Now I hope you can begin to see how radically different the insurance DAO is from traditional insurance companies. How can you really compare them? In five years if they both offer the same exact services who do you think will win? If traditional insurers wish to survive they will need to do more than focus on competitive pricing of premiums that provide corporations a small profit margin on top of paying out claims and administrative costs. In our example above even when claim verification and fraud mitigation were free for insurance companies they were also free for the DAO using a completely different system.

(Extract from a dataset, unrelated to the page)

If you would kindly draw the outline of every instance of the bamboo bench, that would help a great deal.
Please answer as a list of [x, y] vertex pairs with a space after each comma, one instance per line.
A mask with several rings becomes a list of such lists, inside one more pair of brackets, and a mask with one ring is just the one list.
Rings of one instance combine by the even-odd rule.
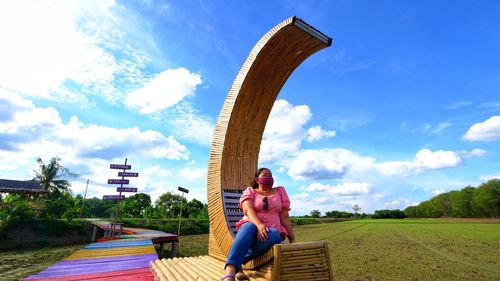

A DAOs administrative overhead is always going to be lower than traditional insurers which means that so long as they wish to compete on price alone they are always going to lose. Now insurers are forced to answer difficult questions. Helping people find a job costs money. Do you want to pass that cost onto policy holders? Value added services are nice but they price you out of traditional markets. The insurance DAO however will soon take away the ability for traditional institutions to compete merely on the basis of the pricing of premiums.
This gives you a brief glimpse into the coming upheaval that smart contracts will bring to nearly every market in the coming years. The possibilities are endless? Well so long as the Luddites don’t try to bring down the network I suppose. The power of smart financial systems using new distributed publishing technologies does have a limit but trying to imagine what it might be is both exciting and unnerving.
In the coming blog posts we will explore how human participants interact with the DAO and some of the technical details surrounding how the processes of underwriting policies, awarding claims and validating a claimant’s status are automated.
Your fellow cost efficient intelligence resource – J.D.